The Death of the Customer Database?

by ChrisDewey on January 29, 2010

Chris Dewey, SIGMA Marketing Group CIO

Chris Dewey

Not yet. For many years, firms have let their own intuition about “business value” guide their investment in, and development of, database systems that record their knowledge of their customers’ experiences.  Concerns about the accuracy and data quality within these systems have largely been calmed by layers of data governance and good MDM (Master Data Management) practices – especially when a concerted push toward CRM is in play.  Regardless of whether a capstone CRM system is present, we see that today the component systems are contributing customer experience data of much higher quality and value to the overall organization than in years past.  Smart Data Integration practices make the consolidation of disparate customer data sources not only doable, but the solid foundation upon which many marketing customer databases are built.

The Gap:  Digital Interactive and Social

The emergence of digital interactive channels and social networks poses a challenge for the typical database solution…How do we capture and standardize the characteristics of the customer we’re interacting with online (identity)?  How do we know if their behaviors or activities are significant to the brand or marketing strategy (relevancy)?  Having less than definitive answers to these questions could cause the average marketing customer database to seize up and its developers to break out in hives.  To the product marketers, these less-than-perfect and rapidly changing data sources are a valuable source of leading indicators of consumer behavior.

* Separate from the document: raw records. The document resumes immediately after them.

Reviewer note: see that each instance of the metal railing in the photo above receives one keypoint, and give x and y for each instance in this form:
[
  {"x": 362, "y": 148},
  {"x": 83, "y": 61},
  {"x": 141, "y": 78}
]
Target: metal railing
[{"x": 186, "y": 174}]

Uncertainty is not defeat.

Although potentially difficult to accept for “black and white” system developers, the real answer is to allow probability into the Data Model of your marketing database.  Probability that a point of contact( a cookie or an email address) is a known customer or prospect, and probability that their actions or expressions are indications that are important enough to be leveraged in marketing decision making.  The level of uncertainty – which could range from completely anonymous activity, to indications that visitors are members of probable segments– and ending up with a direct connection to contact names and/or direct consumers – needs to become part of the database design.  When supported by sound behavioral segmentation and predictive modeling used to make the probable connections, the customer database can survive the challenge, and retain its value to the enterprise.